Adjusting for Measurement Error


Adjusting for Measurement Error in Retrospectively Reported Work Histories: An Analysis Using Swedish Register Data

Article (Journal of Official Statistics)

We use work histories retrospectively reported and matched to register data from the Swedish unemployment office to assess: 1) the prevalence of measurement error in reported spells of unemployment; 2) the impact of using such spells as the response variable of an exponential model; and 3) strategies for the adjustment of the measurement error. Due to the omission or misclassification of spells in work histories we cannot carry out typical adjustments for memory failures based on multiplicative models. Instead we suggest an adjustment method based on a mixture Bayesian model capable of differentiating between misdated spells and those for which the observed and true durations are unrelated. This adjustment is applied in two manners, one assuming access to a validation subsample and another relying on a strong prior for the mixture mechanism. Both solutions demonstrate a substantial reduction in the vast biases observed in the regression coefficients of the exponential model when survey data is used.


Adjustment of Recall Errors in Duration Data Using SIMEX

Article (Advances in Methodology and Statistics – Metodološki Zvezki)

Presentation (Department of Statistics – LSE)

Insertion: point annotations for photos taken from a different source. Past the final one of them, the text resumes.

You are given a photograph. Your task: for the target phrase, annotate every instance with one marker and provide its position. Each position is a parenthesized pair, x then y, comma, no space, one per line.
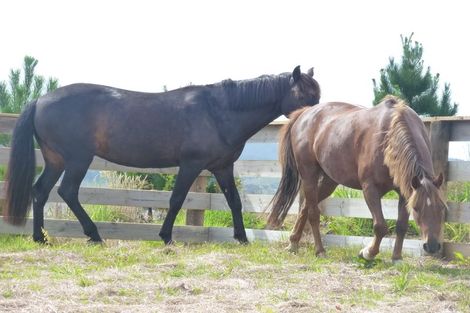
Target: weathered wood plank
(439,136)
(196,217)
(195,234)
(460,130)
(459,171)
(122,231)
(458,213)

It is widely accepted that due to memory failures retrospective survey questions tend to be prone to measurement error. However, the proportion of studies using such data that attempt to adjust for the measurement problem is shockingly low. Arguably, to a great extent this is due to both the complexity of the methods available and the need to access a subsample containing either a gold standard or replicated values. Here I suggest the implementation of a version of SIMEX capable of adjusting for the types of multiplicative measurement errors associated with memory failures in the retrospective report of durations of life-course events. SIMEX is a method relatively simple to implement and it does not require the use of replicated or validation data so long as the error process can be adequately specified. To assess the effectiveness of the method I use simulated data. I create twelve scenarios based on the combinations of three outcome models (linear, logit and Poisson) and four types of multiplicative errors (non-systematic, systematic negative, systematic positive and heteroscedastic) affecting one of the explanatory variables. I show that SIMEX can be satisfactorily implemented in each of these scenarios. Furthermore, the method can also achieve partial adjustments even in scenarios where the actual distribution and prevalence of the measurement error differs substantially from what is assumed in the adjustment, which makes it an interesting sensitivity tool in those cases where all that is known about the error process is reduced to an educated guess.